The MS Center referred Anderson to Aquatic Physical Therapy at the Attleboro YMCA, a service provided by Sturdy’s Physical Therapy Department. Physical therapy and exercise help MS patients maintain muscle strength and prevent atrophy as well as reduce spasticity, pain, fatigue, weakness, and other symptoms.
Staying active is important to Anderson—“We’re a pretty outdoorsy family,” she says. “We like hiking the trails in Attleboro, Blue Hills, wherever.” Anderson is also a jewelry-maker and a youth-group volunteer. “While I know I have my husband and kids to help me, I have always been very independent and I don’t want that taken away from me.”
Dr. Ranbir Dhillon, Neurologist, is Monroe’s physician at the MS Center. He prescribed a daily oral medication that targets symptoms and delays disability progression, monthly IV steroid infusions, and recommended that he maintain adequate vitamin D levels. “Current studies indicate that low vitamin D may play a role in disease progression,” says Dr. Dhillon. And he referred Monroe to Sturdy Physical Therapy as well as the Seekonk YMCA, locations equipped with functional electrical stimulation (FES) bicycles. This technology uses electrical current to stimulate peripheral nerves, evoking muscle contractions and assisting him in exercise. “Beginning exercise right away improves function, especially endurance and gait.”
“It takes me longer to get ready every day, but I do it,” says Monroe. “Because the exercise I get in physical therapy has helped improve not only my strength but my mood. Between physical therapy, support groups, coordinating my therapies and equipment—Sturdy has been so thorough and accommodating in helping me stay self-sufficient, and positive.”
According to the National Multiple Sclerosis Society (NMSS), more than 400,000 people have MS in the U.S.; however, this statistic is only a best estimate, as symptoms can be completely invisible and MS prevalence is not consistently tracked by any U.S. government agency. The number could be much higher.
As MS symptoms can be variable and subtle and the disease does not have a “diagnostic” laboratory test, these factors often result in delays to definitive diagnosis. Various studies with biomarkers, which measure a biological process, are helping predict development of MS and improve diagnostics, as well as the effectiveness of treatment clinical trials. Dr. Singhal is one such researcher, and plans to offer certain biomarker studies and clinical trials at Sturdy in the future, to further enhance the MS Center’s diagnostic and therapeutic services.
For 20 years, the MS Center at Sturdy has provided local access to treatments that minimize the progression and impact of MS and improve wellbeing. A multidisciplinary team works together to develop individualized care plans. Treatments include medications, BOTOX® and TYSABRI® for spasticity, Medtronic pump management, and physical, occupational, and speech/language therapy, among other treatments and services.

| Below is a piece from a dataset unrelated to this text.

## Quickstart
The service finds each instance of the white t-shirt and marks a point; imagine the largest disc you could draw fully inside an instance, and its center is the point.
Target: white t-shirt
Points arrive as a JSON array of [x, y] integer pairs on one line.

Anyone who experiences MS symptoms should see a physician for medical evaluation for early diagnosis and timely therapeutic intervention. According to Dr. Dhillon, “Studies show that early treatment can alter the course of the disease and prevent accumulation of disability. People who experience neurological symptoms should see their physician for medical evaluation, for an appropriate referral, early diagnosis, and timely therapeutic intervention.”